Women only in lingerie shops

From today, only women will be allowed to work in lingerie stores in Saudi Arabia.

A law passed in 2006 banning men from working in female apparel and cosmetic stores has never been put into effect, partly due to hard-liners in the religious establishment who oppose the whole idea of women working where both sexes congregate together, such as shopping centres.

The Labour Ministry said over 28,000 women have already applied for the sales jobs.

Cooking for animals

An animal nutritionist has compiled a collection of “recipes” for every one of Chester Zoo’s 7,000 residents.

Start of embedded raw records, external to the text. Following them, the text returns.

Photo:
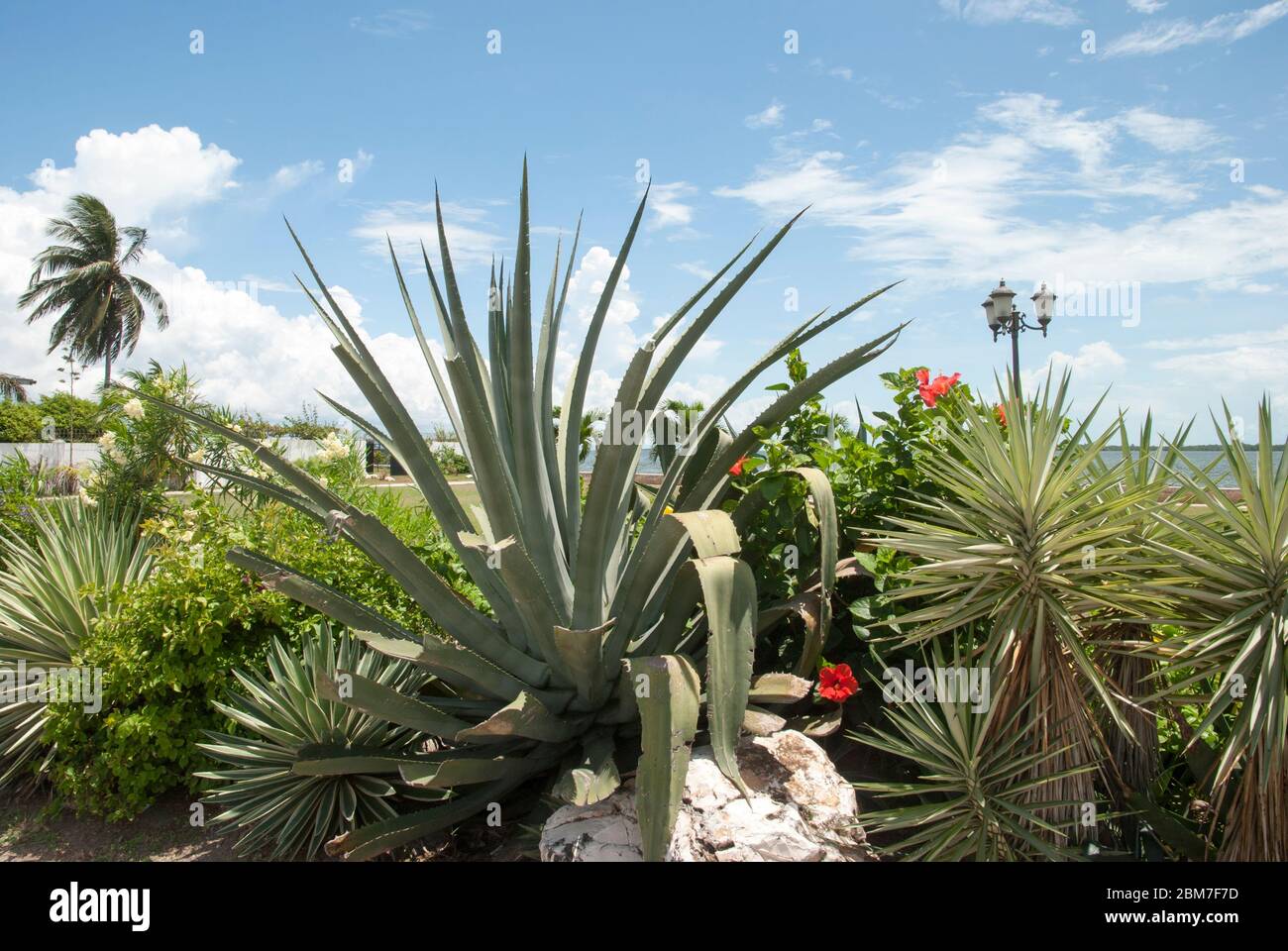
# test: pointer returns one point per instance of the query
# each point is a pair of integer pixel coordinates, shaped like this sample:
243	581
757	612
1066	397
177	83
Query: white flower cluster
333	449
107	444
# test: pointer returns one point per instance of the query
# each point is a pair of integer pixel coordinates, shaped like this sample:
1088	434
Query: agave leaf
376	698
523	716
333	759
816	724
761	722
575	398
666	689
583	654
463	771
595	776
378	838
729	595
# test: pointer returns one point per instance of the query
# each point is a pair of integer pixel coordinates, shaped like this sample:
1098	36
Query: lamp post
1005	318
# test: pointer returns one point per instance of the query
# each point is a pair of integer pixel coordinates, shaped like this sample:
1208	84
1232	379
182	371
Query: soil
160	834
33	831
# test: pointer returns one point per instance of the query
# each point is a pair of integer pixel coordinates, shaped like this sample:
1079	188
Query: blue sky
1128	149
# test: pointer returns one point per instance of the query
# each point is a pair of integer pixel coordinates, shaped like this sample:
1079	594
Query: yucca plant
1026	532
1125	641
979	778
600	611
52	590
281	810
1228	591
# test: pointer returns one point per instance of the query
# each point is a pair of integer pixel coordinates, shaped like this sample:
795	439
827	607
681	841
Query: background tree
101	309
14	386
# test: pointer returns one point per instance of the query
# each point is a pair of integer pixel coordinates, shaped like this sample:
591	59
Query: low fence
80	454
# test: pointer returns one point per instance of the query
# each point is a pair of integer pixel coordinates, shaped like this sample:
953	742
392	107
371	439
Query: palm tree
101	309
678	419
588	429
14	386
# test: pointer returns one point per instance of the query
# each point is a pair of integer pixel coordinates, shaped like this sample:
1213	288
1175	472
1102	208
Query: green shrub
73	418
165	656
170	651
20	422
451	462
875	468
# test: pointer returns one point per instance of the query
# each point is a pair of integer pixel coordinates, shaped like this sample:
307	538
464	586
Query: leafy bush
20	487
146	454
165	658
167	654
874	468
75	418
597	609
286	812
20	422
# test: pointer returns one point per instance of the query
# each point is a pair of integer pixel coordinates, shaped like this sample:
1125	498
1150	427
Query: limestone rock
800	810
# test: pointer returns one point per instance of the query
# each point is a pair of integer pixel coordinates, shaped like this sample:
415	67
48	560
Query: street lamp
1004	318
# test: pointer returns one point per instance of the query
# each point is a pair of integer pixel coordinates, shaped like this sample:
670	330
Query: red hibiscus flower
837	684
930	390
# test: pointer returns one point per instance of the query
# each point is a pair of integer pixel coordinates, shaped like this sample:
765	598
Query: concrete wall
78	454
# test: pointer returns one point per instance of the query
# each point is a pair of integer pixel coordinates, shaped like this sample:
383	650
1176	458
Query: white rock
800	810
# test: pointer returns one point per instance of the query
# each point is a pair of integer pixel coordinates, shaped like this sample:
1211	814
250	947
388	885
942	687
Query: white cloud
669	210
408	223
1167	133
979	208
1094	363
771	116
245	352
986	12
142	175
294	175
395	24
1166	37
1256	363
1220	342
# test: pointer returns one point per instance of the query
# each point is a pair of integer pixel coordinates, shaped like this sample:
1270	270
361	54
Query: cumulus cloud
979	205
1164	37
986	12
397	24
669	210
771	116
142	175
408	223
248	354
1094	363
294	175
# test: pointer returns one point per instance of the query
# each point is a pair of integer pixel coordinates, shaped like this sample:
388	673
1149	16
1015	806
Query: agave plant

The enormous task was carried out over nine yeara by Dr Andrea Fidgett. She has put together a “diet plan” of nutrit­ional support for everything from stick insects to Sumatran tigers and Asian elephants.

Learning about nutrition in zoo animals is a relatively new science and the “cook book” project is the first time such findings have been compiled for a UK zoo.

Trapped by the ring

A man proposed to his girlfriend with a stolen engagement ring – the girlfriend said yes, but the ring landed him in custody.

Police in Vermont, in the US, said 25-year-old Ryan Jarvis has been charged with stealing the £2,000 white gold solitaire ring from a jewellery store.

Officers said they received tips which led to a Facebook posting by Jarvis’s girlfriend, in which she showed off the ring. Police said she did not know the ring was stolen.

Ship sparks port controversy

Tensions have risen after a Royal Navy warship entered a South American port operating an embargo against ships linked to the Falkland Islands.

HMS Protector, the Navy’s ice patrol vessel currently on a scientific mission to the South Atlantic, called in at Montevideo, Uruguay, en route to the Falklands. But its presence in the port in the run-up to the 30th anniversary of the Falklands War caused local media to question its presence and the national newspaper El Observador placed a photo of the ship on its front page with the headline “English ship in port”.

The move is controversial as it follows the implementation of an embargo on December 21 by the Mercosur countries of Argentina, Uruguay, Brazil and Paraguay stopping ships sailing under the flag of the Falkland Islands from entering their ports. Argentina has restated its claims to the Falkland Islands since the UK has stepped up its oil exploration in the area.